Aha, it was a mistake I made while I was posting here the first problem was not my problem I am really sorry for this mistake.

In my problem, all the matrices except Q are semi-positive definite (positive definite) and I need to find P. (being positive definite or semi positive definite does not hurt the result which I am going to make and it depends on the rest part that which one is better I can take them positive definite)

If we multiply Q by a -1 how will problem change?

So this asymmetric Matrix inequality can be solved by the LMI solvers offered by Julia?

My original problem is proving (negative definiteness of \Lambda)

So if P is positive definite Must I write :

P = Definite(n)

In the constraints

Must I put

constraint = (\Lambda<0)?

. I also thought of developing a numerical method if it is possible and if this matrix is not an LMI

but it is not my main problem during my study.

Thank you so much

I am afraid I am not able to follow you. Now you start talking about some \Lambda variable, which appeared in none of your previously stated problems…

A few general remarks:

  1. I can hardly think of a need to analyze positive (semi) definiteness of a matrix while not assuming a symmetry. At least in control theory (which is where your problems are obviously coming from), these matrices define quadratic matrix forms and even if you somehow start with a nonsymmetrix matrix P, you can symmetrize it through (P+P')/2 with no impact on the value of the quadratic form. Thats why you will barely encounter a discussion of nonsymmetric matrices in the LMI/SDP literature.

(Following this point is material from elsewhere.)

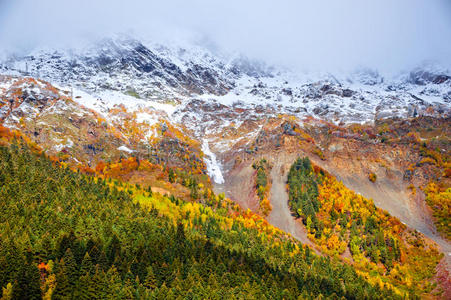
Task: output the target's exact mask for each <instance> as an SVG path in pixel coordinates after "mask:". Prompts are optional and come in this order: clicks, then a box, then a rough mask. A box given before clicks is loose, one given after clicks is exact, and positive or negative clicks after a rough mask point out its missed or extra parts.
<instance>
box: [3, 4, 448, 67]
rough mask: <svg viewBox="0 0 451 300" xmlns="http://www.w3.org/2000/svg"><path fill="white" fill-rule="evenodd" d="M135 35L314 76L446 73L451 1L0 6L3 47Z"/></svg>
mask: <svg viewBox="0 0 451 300" xmlns="http://www.w3.org/2000/svg"><path fill="white" fill-rule="evenodd" d="M117 32H129V33H130V32H133V34H135V35H137V36H145V37H148V38H152V39H154V40H156V41H164V40H165V39H173V38H180V37H190V38H193V37H195V38H196V39H197V40H199V39H201V40H204V41H209V43H210V44H215V45H217V46H218V47H219V48H220V49H225V50H227V51H238V52H241V53H243V54H245V55H247V56H249V57H252V58H257V59H263V60H266V61H267V62H269V63H276V64H283V65H287V66H292V67H296V68H303V69H311V70H326V71H327V70H332V69H336V68H342V69H348V68H354V67H358V66H368V67H372V68H377V69H379V70H380V71H382V72H384V71H398V70H400V69H404V68H409V67H411V66H413V65H417V64H419V63H420V62H422V61H424V60H438V61H440V62H441V64H442V65H444V66H446V67H448V68H450V67H451V0H328V1H326V0H309V1H301V0H297V1H296V0H292V1H291V0H290V1H289V0H279V1H274V0H223V1H216V0H177V1H175V0H174V1H171V0H159V1H154V0H150V1H145V0H142V1H138V0H126V1H125V0H124V1H114V0H77V1H74V0H0V48H2V49H3V50H5V49H6V50H9V51H11V50H14V51H16V50H17V49H27V48H32V47H35V46H37V45H39V46H54V45H58V44H67V43H69V44H77V43H82V42H86V41H91V40H92V39H95V38H98V37H103V36H106V35H109V34H111V33H117Z"/></svg>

  2. Whether you can use the function Positive(), you can easily check by yourself. You do not need discussion forum for that, do you? Just read the documentation: for Convex.jl package at Basic Types · Convex.jl. For JuMP. jl package at Variables · JuMP.

  3. In order to increase your chances of being helped by somebody here, please read and follow the instructions at Please read: make it easier to help you. In particular (but not only) the item 2 on inserting the code into your posts.

4 Likes

My dear friend thank you so much for your notes.

As Julia is ratherly young programming language (but at the same time really effective) all sources

does not have examples that can cover almost every corner and this made me ask.

sorry if they are too primitive maybe.

Again I really appreciate your help.